TataSteelWorkers
Steelworkers hold a banner calling for Tata Steel's Port Talbot steel works to be saved at The Liberty Stadium in Swansea, south Wales, United Kingdom, April 9, 2016. Getty Images/AFP

Excalibur Steel UK, the management buyout vehicle that wants to purchase the United Kingdom assets of Tata Steel, is set to meet bankers Friday to arrange funds to finance the deal. Excalibur plans to raise about 65 percent of the total funding from the banks, with the remaining money to come from employees and the British government.
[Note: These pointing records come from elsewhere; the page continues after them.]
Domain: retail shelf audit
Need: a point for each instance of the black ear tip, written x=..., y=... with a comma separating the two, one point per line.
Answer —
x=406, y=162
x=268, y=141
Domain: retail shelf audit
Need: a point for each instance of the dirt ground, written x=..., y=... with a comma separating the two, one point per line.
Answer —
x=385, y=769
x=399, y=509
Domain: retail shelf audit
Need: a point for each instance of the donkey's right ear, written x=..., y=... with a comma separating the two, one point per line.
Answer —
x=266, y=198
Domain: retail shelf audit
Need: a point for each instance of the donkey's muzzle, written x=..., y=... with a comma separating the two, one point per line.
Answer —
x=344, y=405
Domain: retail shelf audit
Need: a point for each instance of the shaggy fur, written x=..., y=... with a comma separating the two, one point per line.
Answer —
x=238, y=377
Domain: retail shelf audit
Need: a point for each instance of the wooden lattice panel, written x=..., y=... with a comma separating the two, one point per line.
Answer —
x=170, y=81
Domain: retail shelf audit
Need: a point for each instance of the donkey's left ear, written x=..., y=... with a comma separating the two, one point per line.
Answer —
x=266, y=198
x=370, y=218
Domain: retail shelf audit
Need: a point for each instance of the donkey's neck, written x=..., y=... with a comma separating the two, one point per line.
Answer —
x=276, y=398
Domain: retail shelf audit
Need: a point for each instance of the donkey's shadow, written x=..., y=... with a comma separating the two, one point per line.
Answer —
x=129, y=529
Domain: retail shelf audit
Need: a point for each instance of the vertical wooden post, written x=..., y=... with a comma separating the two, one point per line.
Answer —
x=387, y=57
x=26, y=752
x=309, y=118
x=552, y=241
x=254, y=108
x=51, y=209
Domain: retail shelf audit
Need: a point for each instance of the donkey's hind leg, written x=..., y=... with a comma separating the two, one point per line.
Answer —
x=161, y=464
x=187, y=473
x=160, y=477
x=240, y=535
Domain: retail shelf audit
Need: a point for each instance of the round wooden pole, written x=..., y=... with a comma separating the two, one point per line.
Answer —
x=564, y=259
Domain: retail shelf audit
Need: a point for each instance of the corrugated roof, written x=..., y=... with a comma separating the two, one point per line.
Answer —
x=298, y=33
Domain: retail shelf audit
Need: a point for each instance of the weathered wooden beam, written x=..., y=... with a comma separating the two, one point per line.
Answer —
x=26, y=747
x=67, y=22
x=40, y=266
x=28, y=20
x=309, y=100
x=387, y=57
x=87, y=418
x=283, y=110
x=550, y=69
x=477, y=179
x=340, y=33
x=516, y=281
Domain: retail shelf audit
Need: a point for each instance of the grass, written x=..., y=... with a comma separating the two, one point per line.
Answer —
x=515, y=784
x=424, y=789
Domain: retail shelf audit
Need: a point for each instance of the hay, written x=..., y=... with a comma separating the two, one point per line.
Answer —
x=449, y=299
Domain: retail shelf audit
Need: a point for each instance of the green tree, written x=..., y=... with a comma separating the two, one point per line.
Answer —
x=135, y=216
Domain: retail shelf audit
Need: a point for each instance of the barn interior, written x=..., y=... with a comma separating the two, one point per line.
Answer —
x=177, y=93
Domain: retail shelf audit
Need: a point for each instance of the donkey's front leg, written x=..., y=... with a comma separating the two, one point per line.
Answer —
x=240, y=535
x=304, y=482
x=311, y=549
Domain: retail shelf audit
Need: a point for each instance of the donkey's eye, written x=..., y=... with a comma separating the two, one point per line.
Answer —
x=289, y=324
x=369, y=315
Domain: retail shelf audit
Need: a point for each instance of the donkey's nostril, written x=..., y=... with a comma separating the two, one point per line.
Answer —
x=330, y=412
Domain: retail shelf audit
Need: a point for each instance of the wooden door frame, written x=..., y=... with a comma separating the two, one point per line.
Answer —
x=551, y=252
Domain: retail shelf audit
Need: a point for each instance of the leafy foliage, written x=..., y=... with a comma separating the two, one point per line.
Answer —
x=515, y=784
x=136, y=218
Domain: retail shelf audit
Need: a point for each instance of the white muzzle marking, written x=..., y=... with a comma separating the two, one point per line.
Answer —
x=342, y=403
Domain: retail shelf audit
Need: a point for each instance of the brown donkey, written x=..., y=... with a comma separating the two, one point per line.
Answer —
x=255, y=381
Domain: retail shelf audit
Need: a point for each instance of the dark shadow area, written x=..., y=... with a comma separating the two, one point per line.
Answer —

Stuart Wilkie, the director of Tata Steel at Port Talbot and Llanwern in the U.K., now leads Excalibur, which he developed after Tata’s board rejected as “too risky” a survival plan he had helped design. Wilkie said the group would meet with one British bank and three international banks Friday to present its buyout plan.

“Ideally, by the end of next week we will have secured necessary lines of finance,” Wilkie told Reuters Thursday.

The buyout group wants 10 percent of the total funding to come from employees of Tata Steel, and expects the British government to cough up 25 percent of the overall cost, something the government has said it would do.

Liberty House, a metals group run by Indian-origin businessman Sanjeev Gupta, is another potential bidder for Tata Steel’s U.K. operations.

A takeover by Excalibur may cost about 1,000 jobs at Tata Steel’s U.K. operations, according to the survival plan which was rejected.

Tata Steel is trying to sell its assets in the U.K. as soon as it can. It sold its giant Scunthorpe plant to Greybull Capital LLP last month, in an attempt to exit the U.K.'s miserable steel industry.